AWS HPC Blog

Customizing your HPC environment: building AMIs for AWS Parallel Computing Service

It's pronounced Ah-meeIn the world of HPC, one size rarely fits all. Each organization, each project, and often each researcher has unique requirements for their computing environment. This is where the flexibility of AWS Parallel Computing Service (PCS) shines, particularly in its approach to how it uses Amazon Machine Images (AMIs). When we designed PCS, we made a deliberate choice to not have one “golden image” that customers needed to adapt to.

Custom AMIs are a powerful tool for tailoring your HPC environment in AWS Parallel Computing Service. By carefully considering your requirements, leveraging automation tools, and following best practices, you can create AMIs that perfectly suit your computational needs while maintaining security and efficiency.

In this post, we’ll dive into why custom AMIs are crucial for PCS, what your options are for creating them, and why mastering this process is key to optimizing your HPC workflows.

Why custom AMIs matter in PCS

PCS takes a “bring your own AMI” approach, and for good reason. HPC environments are incredibly diverse. Just a small number of variables can lead to a … Cambrian level of outcomes.

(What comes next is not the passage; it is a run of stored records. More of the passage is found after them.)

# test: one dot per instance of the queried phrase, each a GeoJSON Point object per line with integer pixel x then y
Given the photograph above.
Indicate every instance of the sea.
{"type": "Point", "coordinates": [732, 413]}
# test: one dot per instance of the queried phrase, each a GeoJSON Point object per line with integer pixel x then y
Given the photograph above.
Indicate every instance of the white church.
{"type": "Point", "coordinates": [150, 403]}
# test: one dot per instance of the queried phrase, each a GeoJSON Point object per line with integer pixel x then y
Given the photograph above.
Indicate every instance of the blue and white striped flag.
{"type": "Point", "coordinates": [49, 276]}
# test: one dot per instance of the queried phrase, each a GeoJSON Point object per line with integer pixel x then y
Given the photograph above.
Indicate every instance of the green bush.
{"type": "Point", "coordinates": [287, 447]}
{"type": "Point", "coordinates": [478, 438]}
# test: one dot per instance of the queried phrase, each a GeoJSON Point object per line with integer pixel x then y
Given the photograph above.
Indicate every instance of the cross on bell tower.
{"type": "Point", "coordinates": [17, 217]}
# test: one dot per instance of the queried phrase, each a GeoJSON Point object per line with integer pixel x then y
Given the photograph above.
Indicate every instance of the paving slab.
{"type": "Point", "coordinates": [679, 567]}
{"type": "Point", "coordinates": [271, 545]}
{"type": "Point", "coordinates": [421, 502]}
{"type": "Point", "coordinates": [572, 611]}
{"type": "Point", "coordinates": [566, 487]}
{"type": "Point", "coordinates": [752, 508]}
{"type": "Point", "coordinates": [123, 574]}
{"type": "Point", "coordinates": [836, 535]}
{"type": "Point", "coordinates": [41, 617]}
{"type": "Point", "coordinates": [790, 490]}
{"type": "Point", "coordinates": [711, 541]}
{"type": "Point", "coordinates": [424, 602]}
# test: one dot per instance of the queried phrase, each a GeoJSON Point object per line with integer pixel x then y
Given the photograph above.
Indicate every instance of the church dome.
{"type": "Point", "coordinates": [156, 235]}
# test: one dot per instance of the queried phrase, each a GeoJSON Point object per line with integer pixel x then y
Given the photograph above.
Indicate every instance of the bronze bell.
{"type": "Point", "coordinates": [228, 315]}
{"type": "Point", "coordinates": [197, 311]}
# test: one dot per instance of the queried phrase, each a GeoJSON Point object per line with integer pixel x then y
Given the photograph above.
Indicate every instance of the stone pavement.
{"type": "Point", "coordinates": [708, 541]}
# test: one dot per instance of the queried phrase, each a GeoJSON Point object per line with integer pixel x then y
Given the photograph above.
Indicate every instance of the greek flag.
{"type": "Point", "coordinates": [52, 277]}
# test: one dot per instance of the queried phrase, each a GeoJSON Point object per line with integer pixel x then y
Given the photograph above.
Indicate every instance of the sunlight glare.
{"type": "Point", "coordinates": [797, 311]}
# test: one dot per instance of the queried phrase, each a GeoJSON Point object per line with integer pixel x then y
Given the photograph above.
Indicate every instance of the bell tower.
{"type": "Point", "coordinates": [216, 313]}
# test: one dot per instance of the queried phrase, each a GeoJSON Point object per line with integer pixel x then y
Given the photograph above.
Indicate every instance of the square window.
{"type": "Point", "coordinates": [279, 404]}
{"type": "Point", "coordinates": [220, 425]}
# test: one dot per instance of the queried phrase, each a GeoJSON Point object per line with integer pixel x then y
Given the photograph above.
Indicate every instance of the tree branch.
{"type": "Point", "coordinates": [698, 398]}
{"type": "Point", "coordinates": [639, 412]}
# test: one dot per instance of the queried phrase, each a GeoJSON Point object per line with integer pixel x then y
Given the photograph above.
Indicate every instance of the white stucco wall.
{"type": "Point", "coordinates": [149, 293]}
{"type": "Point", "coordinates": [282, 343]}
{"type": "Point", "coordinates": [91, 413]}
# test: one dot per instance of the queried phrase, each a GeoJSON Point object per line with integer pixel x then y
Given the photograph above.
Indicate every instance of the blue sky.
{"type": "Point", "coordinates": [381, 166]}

Operating system preferences – while one team might prefer Ubuntu for its similarity to their data science desktop environments, another may lean towards Red Hat or Rocky Linux for their enterprise compatibility. Other teams might want to start with existing domain-specific AMIs, such as the AWS Deep Learning AMIs or the plethora of community AMIs in the Amazon EC2 AMI catalog.

Domain-specific software – genomics researchers, aerospace engineers, and climate modelers all need different software stacks. Custom AMIs allow each group to have their preferred tools ready to go.

Performance optimization – different processor architectures (x86, Arm64, or GPUs) need specific optimizations. Custom AMIs enable you to fine-tune your environment for your chosen hardware.

Compliance and security – many organizations have specific security requirements or compliance needs that they must bake into their computing environments from the start. They also may need to rapidly update their environments when a bug or vulnerability is encountered.

By building your own AMIs, you can ensure that your PCS clusters are precisely tailored to your workloads, user base, and compliance needs, from the moment you launch an instance.

Building your custom AMI: a high-level overview

Creating a custom AMI for PCS involves several key steps:

First, you start with a base AMI, usually opting for either a preferred operating system or maybe your organization’s “golden AMI” as a starting point.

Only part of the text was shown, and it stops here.